To examine the combined findings of all three VEGFR TKI-based adjuvant studies, including the most recent PROTECT trial, we performed a meta-analysis of the S-TRAC, ASSURE, and PROTECT results using DFS and OS data from their original reports.13 Median DFS estimates for sunitinib vs. placebo group were 81.6 vs. 67.2 months (HR 0.76; 95% CI 0.59–0.98; p=0.03) in the S-TRAC and 70 vs. 79.6 months (HR 1.02; 95% CI 0.85–1.23; p=0.7) in the ASSURE trial. Median DFS estimate for sorafenib vs. placebo was 73.4 vs. 79.6 months (HR 0.97; 95% CI 0.80–1.17; p=0.7) in the ASSURE trial. Median recurrence-free survival data were not mature in the PROTECT trial. Nonetheless, after three years of followup, the DFS rates for pazopanib 800 mg vs. placebo were respectively 66 vs. 56% (HR 0.69; 95% CI 0.51–0.94; p=0.02) and 67 vs. 64% (HR 0.86; 95% CI 0.69–1.06; p=0.16) for pazopanib 600 mg vs. placebo. The pooled DFS estimates derived from S-TRAC, ASSURE, and PROTECT (800 mg) resulted in a HR of 0.87 (95% CI 0.73–1.04) (Fig. 1). The pooled DFS estimates derived from the S-TRAC, ASSURE, and PROTECT (600 mg) resulted in a HR of 0.92 (95% CI 0.82–1.03) (Fig. 2).

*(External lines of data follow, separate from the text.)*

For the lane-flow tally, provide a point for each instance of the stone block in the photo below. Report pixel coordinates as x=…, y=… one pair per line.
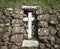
x=17, y=21
x=43, y=31
x=41, y=44
x=17, y=38
x=43, y=17
x=30, y=43
x=53, y=22
x=2, y=25
x=18, y=30
x=14, y=47
x=17, y=15
x=53, y=31
x=8, y=29
x=1, y=20
x=4, y=47
x=43, y=24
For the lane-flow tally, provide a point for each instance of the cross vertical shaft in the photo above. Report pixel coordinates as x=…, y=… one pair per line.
x=29, y=19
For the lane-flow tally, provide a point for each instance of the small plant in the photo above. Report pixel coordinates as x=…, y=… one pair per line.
x=1, y=30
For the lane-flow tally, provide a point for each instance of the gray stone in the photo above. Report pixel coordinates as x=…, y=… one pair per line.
x=25, y=36
x=53, y=22
x=30, y=43
x=2, y=25
x=4, y=47
x=17, y=15
x=8, y=29
x=18, y=30
x=1, y=21
x=17, y=21
x=43, y=31
x=43, y=17
x=14, y=47
x=39, y=11
x=43, y=24
x=17, y=38
x=44, y=37
x=41, y=44
x=53, y=31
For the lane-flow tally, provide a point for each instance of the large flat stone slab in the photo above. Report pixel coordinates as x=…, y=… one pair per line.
x=30, y=43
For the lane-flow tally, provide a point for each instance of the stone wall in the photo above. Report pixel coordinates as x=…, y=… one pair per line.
x=46, y=29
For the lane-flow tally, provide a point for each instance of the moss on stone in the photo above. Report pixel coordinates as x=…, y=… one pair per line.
x=1, y=30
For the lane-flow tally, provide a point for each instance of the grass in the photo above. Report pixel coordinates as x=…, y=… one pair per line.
x=1, y=30
x=46, y=4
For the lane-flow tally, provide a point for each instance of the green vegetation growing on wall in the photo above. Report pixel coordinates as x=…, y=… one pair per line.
x=55, y=4
x=1, y=30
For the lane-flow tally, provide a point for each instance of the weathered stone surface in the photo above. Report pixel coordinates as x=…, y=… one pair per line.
x=41, y=44
x=30, y=43
x=17, y=15
x=4, y=47
x=43, y=31
x=25, y=36
x=18, y=30
x=39, y=11
x=17, y=21
x=43, y=17
x=43, y=24
x=53, y=22
x=8, y=29
x=17, y=38
x=53, y=31
x=2, y=25
x=14, y=47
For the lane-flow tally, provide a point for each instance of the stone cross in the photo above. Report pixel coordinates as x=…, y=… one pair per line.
x=29, y=19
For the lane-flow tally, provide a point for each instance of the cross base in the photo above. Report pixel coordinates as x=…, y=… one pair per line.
x=30, y=43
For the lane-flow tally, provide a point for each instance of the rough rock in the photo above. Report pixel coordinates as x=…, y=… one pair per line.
x=43, y=24
x=17, y=38
x=43, y=31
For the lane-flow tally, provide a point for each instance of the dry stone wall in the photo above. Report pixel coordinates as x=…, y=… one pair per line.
x=46, y=29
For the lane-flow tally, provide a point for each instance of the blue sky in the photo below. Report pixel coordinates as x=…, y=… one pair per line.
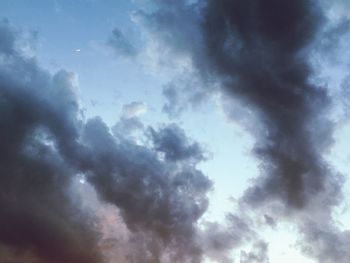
x=127, y=91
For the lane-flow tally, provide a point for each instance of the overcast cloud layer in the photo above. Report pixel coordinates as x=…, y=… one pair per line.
x=256, y=55
x=260, y=53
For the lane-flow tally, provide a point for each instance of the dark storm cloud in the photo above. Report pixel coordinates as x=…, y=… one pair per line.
x=259, y=52
x=119, y=42
x=160, y=197
x=173, y=143
x=37, y=121
x=45, y=146
x=260, y=49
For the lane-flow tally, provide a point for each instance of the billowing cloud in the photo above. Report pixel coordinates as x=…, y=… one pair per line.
x=258, y=52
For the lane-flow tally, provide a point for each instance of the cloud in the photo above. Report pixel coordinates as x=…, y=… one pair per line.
x=258, y=53
x=38, y=122
x=120, y=44
x=47, y=147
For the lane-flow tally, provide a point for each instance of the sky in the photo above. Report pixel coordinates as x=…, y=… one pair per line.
x=183, y=131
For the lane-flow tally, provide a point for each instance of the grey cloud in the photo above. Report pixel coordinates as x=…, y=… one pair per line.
x=172, y=142
x=259, y=53
x=46, y=146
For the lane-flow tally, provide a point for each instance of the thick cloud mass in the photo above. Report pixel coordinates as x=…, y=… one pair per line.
x=45, y=145
x=259, y=47
x=259, y=52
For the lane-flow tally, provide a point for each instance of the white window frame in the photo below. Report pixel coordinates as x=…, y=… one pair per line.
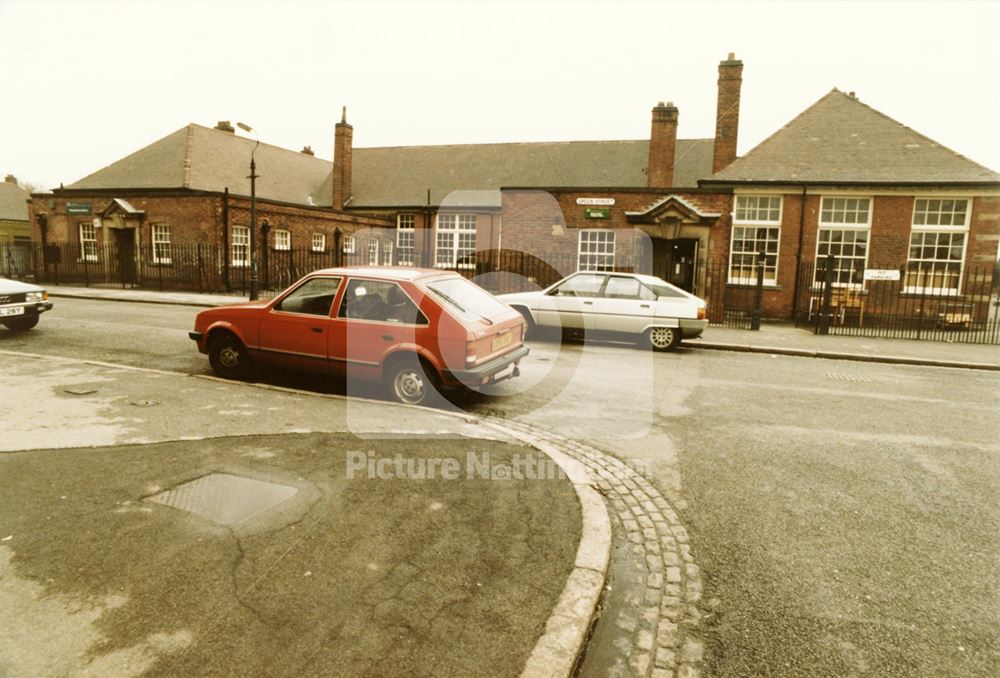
x=747, y=217
x=159, y=236
x=921, y=213
x=406, y=239
x=595, y=252
x=88, y=241
x=846, y=226
x=239, y=247
x=452, y=240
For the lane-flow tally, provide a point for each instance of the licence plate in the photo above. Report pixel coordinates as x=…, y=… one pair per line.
x=502, y=341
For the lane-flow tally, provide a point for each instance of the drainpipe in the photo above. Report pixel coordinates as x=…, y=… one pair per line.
x=798, y=255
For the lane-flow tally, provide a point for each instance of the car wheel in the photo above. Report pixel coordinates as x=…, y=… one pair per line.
x=663, y=338
x=410, y=382
x=22, y=324
x=228, y=357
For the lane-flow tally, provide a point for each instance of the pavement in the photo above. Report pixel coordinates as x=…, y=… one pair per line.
x=775, y=338
x=154, y=523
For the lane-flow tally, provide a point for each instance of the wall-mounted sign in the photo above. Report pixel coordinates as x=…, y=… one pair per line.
x=881, y=274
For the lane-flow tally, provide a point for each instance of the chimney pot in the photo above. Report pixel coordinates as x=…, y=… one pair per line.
x=662, y=146
x=727, y=113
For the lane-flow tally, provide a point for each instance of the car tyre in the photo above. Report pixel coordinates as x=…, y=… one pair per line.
x=22, y=324
x=229, y=357
x=663, y=338
x=411, y=381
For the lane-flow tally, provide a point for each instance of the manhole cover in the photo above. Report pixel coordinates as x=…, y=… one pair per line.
x=224, y=498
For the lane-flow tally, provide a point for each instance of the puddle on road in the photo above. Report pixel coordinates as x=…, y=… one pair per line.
x=225, y=499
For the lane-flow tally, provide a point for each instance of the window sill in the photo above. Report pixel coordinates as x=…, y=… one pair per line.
x=752, y=286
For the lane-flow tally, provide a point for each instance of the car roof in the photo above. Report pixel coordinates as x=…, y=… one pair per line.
x=387, y=272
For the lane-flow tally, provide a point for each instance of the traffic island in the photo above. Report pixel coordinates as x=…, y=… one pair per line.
x=294, y=554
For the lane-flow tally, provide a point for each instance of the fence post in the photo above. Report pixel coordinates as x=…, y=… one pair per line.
x=826, y=312
x=758, y=299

Regarding OS outcomes, no study had mature OS data and none reported a statistically significant OS benefit favouring TKI-based treatment. OS rates for sunitinib vs. placebo were 79.3 vs. 79.1% (HR 1.01; 95% CI 0.71–1.44) in the S-TRAC and 77.9 vs. 80.3% (HR1.17; 95% CI 0.90–1.52; p=0.17) in the ASSURE trial. OS rates for sorafenib vs. placebo were 80.5 vs. 80.3% (HR 0.98; 95% CI 0.75–1.28; p=0.85) in the ASSURE trial. The reported OS rate for pazopanib 800 mg vs. placebo after three years of followup were 85.4 vs. 82.9% (HR 0.90; 95% CI 0.55–1.46; p=0.66) and 88.6 vs. 85.3% (HR 0.79; 95% CI 0.57–1.09; p=0.16) for pazopanib 600 mg vs. placebo in the PROTECT trial. The pooled OS estimates derived from S-TRAC, ASSURE, and PROTECT (800 mg) trials resulted in a HR of 1.04 (95% CI 0.89–1.22) (Fig. 3). The pooled OS estimates derived from S-TRAC, ASSURE, and PROTECT (600 mg) trials resulted in a HR of 0.99 (95% CI 0.85–1.17) (Fig. 4). Taken together, the meta-analysis results failed to show any statistically significant DFS or OS benefit of adjuvant VEGFR TKI therapy in patients with high-risk nmRCC when all three trials were considered.

Fig. 1.

Fig. 1

Forest plot showing disease-free survival (DFS) for sunitinib, sorafenib, and pazopanib 800 mg, as recorded in ASSURE, S-TRAC, and PROTECT trials. The left columns respectively show the study name, the active treatment agent, and the sample size. The right column shows the hazard ratio (HR) and the 95% confidence interval (CI) for each study, as well as for their pooled effect.

Fig. 2.

Fig. 2

Forest plot showing disease-free survival (DFS) for sunitinib, sorafenib, and pazopanib 600 mg, as recorded in ASSURE, S-TRAC, and PROTECT trials. The left columns respectively show the study name, the active treatment agent, and the sample size. The right column shows the hazard ratio (HR) and the 95% confidence interval (CI) for each study, as well as for their pooled effect.

Fig. 3.

Fig. 3

Forest plot showing overall survival (OS) for sunitinib, sorafenib, and pazopanib 800 mg, as recorded in ASSURE, S-TRAC, and PROTECT trials. The left columns respectively show the study name, the active treatment agent, and the sample size. The right column shows the hazard ratio (HR) and the 95% confidence interval (CI) for each study, as well as for their pooled effect.

Fig. 4.

Fig. 4

Forest plot showing overall survival (OS) of sunitinib, sorafenib, and pazopanib 600 mg, as recorded in ASSURE, S-TRAC, and PROTECT trials. The left columns respectively show the study name, the active treatment agent and the sample size. The right column shows the hazard ratio (HR) and the 95% confidence interval (CI) for each study, as well as for their pooled effect.

Discussion

The standard of care for nmRCC remains nephrectomy. However, despite complete resection and negative margins, many patients may experience disease recurrence. The latter puts them at risk of death from RCC.10 Seven randomized studies attempted to evaluate if adjuvant therapy after nephrectomy improves survival. Of those, five examined the use of VEGFR TKI-based therapy. To date, the ASSURE, S-TRAC, and the PROTECT trials have reported their findings. All three studies agreed that toxicity is an important barrier to adjuvant therapy. However, their results regarding the protective effect of adjuvant therapy on DFS conflicted. Several comments regarding these findings deserve mention.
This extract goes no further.